As for the fields of specialization, we find that 254 channels are generalist in their programming, with no dominating specialty in their content. Movies and drama, as well as news lead the trend to adopting one theme content, with 162 channels for the former and 144 for the latter, closely followed by religious channels, which stand at 123 broadcasters, both Moslem and Christian.  Sports (96) and lifestyle channels arealso widely present in the landscape.

In addition to the growth in numbers of the private sector, the Report also notices an expansion in the geographical coverage of Arab satellite broadcasting, bringing the signal to all points of the globe , including Australia, New Zealand and the Americas.

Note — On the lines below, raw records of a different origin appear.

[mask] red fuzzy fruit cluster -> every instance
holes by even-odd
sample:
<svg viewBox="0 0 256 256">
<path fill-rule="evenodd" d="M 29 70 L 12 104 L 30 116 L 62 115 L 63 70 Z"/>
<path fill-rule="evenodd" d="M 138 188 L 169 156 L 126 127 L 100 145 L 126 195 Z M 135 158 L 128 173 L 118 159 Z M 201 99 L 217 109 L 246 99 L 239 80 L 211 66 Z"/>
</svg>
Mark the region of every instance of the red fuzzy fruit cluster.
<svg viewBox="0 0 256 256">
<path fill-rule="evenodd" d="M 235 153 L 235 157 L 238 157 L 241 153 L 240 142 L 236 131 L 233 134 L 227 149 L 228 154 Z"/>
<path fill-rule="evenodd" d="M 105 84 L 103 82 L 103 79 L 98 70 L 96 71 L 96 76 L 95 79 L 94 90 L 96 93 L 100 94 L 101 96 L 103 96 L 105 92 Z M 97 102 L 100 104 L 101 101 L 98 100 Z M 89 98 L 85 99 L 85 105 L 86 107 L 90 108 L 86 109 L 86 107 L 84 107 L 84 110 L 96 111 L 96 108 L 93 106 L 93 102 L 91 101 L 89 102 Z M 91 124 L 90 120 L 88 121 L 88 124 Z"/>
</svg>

The Arabic language and dialects used in the broadcast take the lead as expected, while English and French are in the forefront of foreign language broadcasts, followed by Hindi and Kurdish, in addition to Afghani (Urdu), Kurdish, Spanish, and Turkish. Amazeegh, Hassani, and Berber are also used to reach minority target audiences.

In addition, the Arab region can monitor and watch international channels targeting its population and mostly using the Arabic language and Arab satellites. They include: BBC Arabic, France 24, Germany's Dutchwelle, the Arabic-speaking channel RAI, Russia Today , CCTV Arabic (China), as well as Turkish, Korean, Chadian and other channels.